OVER 3,000 STILL IN ORISSA CAMPS: UNWILLING TO BECOME HINDUS

Prafulla Das

 

Months have passed since Hindu fundamentalists launched their attack on poor Christians of Orissa forcing them  to abandon their less than modest homes to seek shelter in camps. Some have returned by many cannot because  to do so they have to avow Hinduism.

 

Bhubaneswar: More than seven months after Orissa’s tribal-dominated Kandhamal district experienced  widespread anti-Christian violence, 3,100 people belonging to the minority community are still living in  relief camps being run by the administration.    About 25,000 people took shelter in 19 relief camps when communal violence was at its peak in the district in  the aftermath of the killing of Vishwa Hindu Parishad leader Lakshmanananda Saraswati and four others on  August 23 last.   

 

The number of people living in the camps has decreased slowly but the 3,100 people in six camps are not willing  to leave as they are being told by the communal forces that they can return to their homes only as Hindus.    The camps are at Raikia, Tikabali, K. Naugaon, Mandasar, Mandakia and Tiangia, according to Kandhamal  District Collector Krishan Kumar. “We are not forcing anyone to return to their villages.
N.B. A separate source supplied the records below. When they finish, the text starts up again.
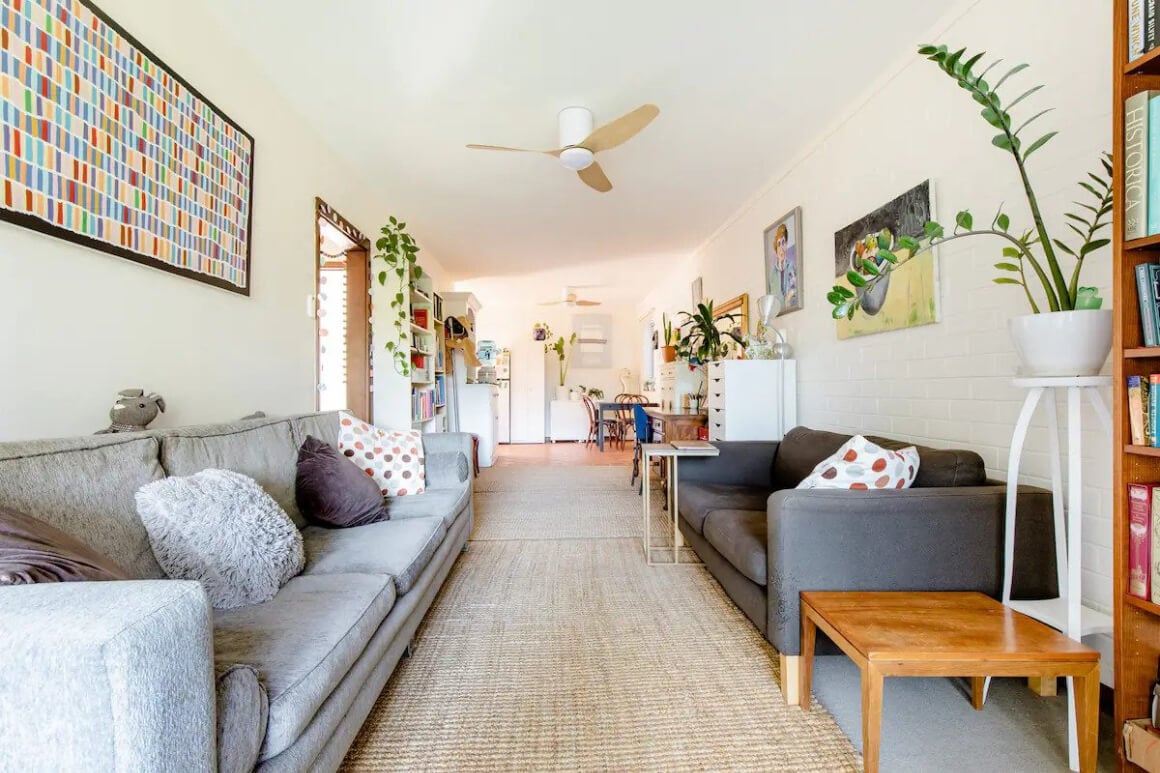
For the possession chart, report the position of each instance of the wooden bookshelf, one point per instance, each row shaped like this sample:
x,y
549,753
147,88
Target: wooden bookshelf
x,y
1137,622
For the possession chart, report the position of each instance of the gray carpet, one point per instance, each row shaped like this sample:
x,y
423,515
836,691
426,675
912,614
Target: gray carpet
x,y
553,647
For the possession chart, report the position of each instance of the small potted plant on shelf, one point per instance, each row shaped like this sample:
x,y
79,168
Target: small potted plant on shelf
x,y
1066,333
702,340
668,349
563,349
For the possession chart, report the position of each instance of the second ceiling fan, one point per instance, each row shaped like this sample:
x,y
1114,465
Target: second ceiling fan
x,y
580,143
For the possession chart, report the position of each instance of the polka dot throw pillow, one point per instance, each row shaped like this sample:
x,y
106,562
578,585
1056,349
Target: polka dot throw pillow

People are returning to  their homes following the process of peace building and reconciliation,” Mr. Kumar told The Hindu over phone  on Saturday.   

 

Apart from the State police, 19 companies of the Central Reserve Police Force are on duty to maintain law and  order in the district. The district administration has sought additional forces for the smooth conduct of the Lok  Sabha and Assembly elections to be held simultaneously next month.   

 

“We are hopeful that the district will witness a free and fair poll,” Mr. Kumar said. Meanwhile, an independent  fact-finding team, comprising prominent social activists, has urged the State government to keep the relief  camps open till normality was restored in the affected villages.   

 

Observing that the victims should be able to return to their homes with dignity, peace and security, the former  Special Rapporteur to the National Human Rights Commission and one of the members of the team, K.R.  Venugopal, has written to the State government that “there can never be any dignity if people practising a  particular religion – here Christianity – are told that they can return to their homes only as Hindus.”   

 

“Such threats are unconstitutional and the State has a duty to intervene proactively to put a stop to that and  guarantee peaceful residence to the citizens with a right to their religious conviction,” Mr. Venugopal said in a  letter to G.V. Venugopala Sarma, Secretary in the State government’s Revenue and Disaster Management  Department.